Dont get me wrong here, I like my cars looking good but the evo was built/tuned to be driven and when I drive it I drive it hard. Its used for weeknds and fair weather blasts along some of Scotlands finest twisty country roads. However, its gotta look right too and I was never 100% happy with the Work wheels.



Demetri said:


> New ones for me matey :thumb:


Yes I defo think the new silver wheels suit it best:thumb:



durmz said:


> I like both! Overall car looks cracking with both! One set for winter one for summer keep super fresh


the car gets garaged over winter. As soon as they start dumping the salt all over the roads up here the cars gets washed and tucked away until the snext spring.



minimadgriff said:


> Speedlines suit it far better than the other two sets! Love the color of the car!
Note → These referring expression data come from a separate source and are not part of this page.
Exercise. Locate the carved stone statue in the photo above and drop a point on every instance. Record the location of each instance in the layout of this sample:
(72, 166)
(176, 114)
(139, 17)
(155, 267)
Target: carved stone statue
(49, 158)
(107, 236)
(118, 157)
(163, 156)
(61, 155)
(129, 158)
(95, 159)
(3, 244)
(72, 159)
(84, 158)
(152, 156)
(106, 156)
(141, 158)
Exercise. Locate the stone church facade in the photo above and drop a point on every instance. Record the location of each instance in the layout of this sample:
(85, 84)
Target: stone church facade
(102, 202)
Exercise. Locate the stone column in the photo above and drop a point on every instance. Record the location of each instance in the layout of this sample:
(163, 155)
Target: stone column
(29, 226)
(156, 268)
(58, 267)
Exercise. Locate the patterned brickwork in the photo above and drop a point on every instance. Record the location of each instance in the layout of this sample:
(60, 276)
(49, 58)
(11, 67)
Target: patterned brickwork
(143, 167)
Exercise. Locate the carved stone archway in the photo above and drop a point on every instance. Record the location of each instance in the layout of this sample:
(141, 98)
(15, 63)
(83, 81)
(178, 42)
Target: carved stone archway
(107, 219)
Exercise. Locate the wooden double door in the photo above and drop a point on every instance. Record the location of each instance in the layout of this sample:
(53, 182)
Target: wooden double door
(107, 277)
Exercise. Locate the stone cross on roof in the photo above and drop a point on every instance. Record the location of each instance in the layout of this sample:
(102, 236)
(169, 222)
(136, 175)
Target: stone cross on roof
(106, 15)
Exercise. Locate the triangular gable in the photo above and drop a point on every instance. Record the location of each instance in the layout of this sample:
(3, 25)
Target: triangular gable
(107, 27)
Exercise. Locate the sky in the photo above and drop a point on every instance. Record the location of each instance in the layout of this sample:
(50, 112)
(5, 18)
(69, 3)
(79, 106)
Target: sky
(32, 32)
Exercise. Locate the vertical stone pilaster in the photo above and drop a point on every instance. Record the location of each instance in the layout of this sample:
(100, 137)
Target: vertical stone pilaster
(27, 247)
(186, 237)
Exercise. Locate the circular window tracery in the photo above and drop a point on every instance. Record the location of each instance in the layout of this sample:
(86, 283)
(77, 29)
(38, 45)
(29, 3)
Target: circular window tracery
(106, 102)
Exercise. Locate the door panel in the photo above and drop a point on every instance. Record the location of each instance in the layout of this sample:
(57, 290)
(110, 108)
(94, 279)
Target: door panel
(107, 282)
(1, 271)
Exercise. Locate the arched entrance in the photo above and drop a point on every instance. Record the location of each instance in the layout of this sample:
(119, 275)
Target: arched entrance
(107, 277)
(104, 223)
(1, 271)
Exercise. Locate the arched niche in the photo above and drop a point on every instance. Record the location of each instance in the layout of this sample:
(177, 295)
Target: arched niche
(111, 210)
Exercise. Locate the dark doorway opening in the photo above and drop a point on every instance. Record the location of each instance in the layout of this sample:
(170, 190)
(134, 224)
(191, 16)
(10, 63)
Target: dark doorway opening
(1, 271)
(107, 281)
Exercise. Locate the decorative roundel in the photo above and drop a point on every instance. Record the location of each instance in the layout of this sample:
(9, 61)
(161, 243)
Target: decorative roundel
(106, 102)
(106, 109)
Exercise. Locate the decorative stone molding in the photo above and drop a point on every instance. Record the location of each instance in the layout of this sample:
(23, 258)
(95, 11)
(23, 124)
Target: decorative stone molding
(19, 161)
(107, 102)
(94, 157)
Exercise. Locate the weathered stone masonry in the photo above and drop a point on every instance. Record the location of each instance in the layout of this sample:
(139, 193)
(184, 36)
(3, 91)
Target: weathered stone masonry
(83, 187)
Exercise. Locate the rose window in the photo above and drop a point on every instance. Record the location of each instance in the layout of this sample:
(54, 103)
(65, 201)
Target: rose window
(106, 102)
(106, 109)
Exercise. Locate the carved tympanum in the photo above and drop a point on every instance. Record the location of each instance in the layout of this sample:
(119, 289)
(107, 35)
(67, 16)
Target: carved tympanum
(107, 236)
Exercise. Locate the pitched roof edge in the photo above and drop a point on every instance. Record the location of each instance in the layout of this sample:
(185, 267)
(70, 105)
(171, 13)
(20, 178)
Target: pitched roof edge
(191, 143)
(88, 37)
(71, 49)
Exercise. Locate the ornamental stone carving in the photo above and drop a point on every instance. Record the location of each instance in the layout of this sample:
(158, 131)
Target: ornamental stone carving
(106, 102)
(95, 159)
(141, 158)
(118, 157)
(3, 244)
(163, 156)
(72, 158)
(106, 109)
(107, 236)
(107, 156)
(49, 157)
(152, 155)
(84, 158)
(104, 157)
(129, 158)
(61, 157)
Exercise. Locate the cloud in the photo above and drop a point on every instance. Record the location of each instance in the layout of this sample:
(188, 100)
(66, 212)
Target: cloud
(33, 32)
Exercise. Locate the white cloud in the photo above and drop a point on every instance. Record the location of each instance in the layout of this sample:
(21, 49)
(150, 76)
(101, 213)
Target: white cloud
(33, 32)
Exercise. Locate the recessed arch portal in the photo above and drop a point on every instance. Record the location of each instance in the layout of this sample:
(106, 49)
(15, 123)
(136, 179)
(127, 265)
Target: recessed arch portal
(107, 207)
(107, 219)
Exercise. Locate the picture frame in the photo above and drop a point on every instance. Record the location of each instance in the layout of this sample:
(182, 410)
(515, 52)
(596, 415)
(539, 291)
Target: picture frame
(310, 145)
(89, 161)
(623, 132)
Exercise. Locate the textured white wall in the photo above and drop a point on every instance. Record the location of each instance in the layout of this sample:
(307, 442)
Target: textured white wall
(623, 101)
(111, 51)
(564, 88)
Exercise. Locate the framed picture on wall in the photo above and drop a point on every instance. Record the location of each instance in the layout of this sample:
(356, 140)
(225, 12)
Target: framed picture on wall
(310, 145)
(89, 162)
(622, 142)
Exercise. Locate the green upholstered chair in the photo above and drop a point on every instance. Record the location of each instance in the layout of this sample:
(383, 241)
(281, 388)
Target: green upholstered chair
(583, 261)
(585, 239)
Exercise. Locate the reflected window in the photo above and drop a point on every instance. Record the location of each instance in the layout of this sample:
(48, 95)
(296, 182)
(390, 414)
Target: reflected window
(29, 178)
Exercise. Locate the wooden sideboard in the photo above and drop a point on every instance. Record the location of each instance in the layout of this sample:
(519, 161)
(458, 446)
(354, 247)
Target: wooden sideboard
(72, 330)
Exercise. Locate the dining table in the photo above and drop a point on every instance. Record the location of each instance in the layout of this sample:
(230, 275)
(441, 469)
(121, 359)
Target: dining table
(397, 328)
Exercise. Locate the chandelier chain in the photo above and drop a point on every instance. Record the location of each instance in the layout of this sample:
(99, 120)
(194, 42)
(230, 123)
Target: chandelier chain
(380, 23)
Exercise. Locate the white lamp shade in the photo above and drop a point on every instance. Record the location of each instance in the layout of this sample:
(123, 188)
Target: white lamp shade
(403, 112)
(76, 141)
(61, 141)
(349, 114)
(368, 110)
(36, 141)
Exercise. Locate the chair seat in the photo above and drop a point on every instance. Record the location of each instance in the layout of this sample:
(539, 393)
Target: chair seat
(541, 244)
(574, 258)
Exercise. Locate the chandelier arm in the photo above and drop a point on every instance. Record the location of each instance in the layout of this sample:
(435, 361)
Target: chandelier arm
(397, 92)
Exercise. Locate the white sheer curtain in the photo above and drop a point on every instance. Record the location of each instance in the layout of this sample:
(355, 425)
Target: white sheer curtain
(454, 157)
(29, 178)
Yes they are my favourite too. Trying to do a deal on a set of Compomotive MO's and if I get them then I'll keep the Speedlines and the MO's and just swap them occasionally. The colourr seems to be a but Marmite - some folks like it and some dont. :thumb:


----------



## kempe (Jan 9, 2011)

Old ones for me to


----------



## Guitarjon (Jul 13, 2012)

Well if your wife decides you have to out a set or your out then I'll quite happily take the new set of you! Love em and been looking for a set myself. Always too tight with paying for wheels as they don't do much unless they are a bit lighter or maybe wider. Big expense for little performance... But they look so pretty!


----------



## evobaz (Aug 28, 2007)

Guitarjon said:


> Well if your wife decides you have to out a set or your out then I'll quite happily take the new set of you! Love em and been looking for a set myself. Always too tight with paying for wheels as they don't do much unless they are a bit lighter or maybe wider. Big expense for little performance... But they look so pretty!


I'm definitely keeping the Speedlines. The Works will be sold or swapped (if a mate on the MLR wants to swap for his Compomotive MO's)

I picked the Speedlines up second hand with virtually new Pirelli P-Zero's for £600. The wheels are as new with not a mark on them. Keep your eyes peeled as they do come up for sale from time to time. Are you looking for a set for an Evo too? A set recently sold on the MLR. I knew someone that was looking for a set and pointed him in their direction and they sold straight away.


----------



## DetailMyCar (Apr 19, 2010)

Turini's look awesome mate - Glad you went for them!


----------



## evobaz (Aug 28, 2007)

DetailMyCar said:


> Turini's look awesome mate - Glad you went for them!


Thanks mate:thumb:

Toying with getting them done white now lol - might wait a while though as they are totally mint and it'd be a shame to have them blasted just now.


----------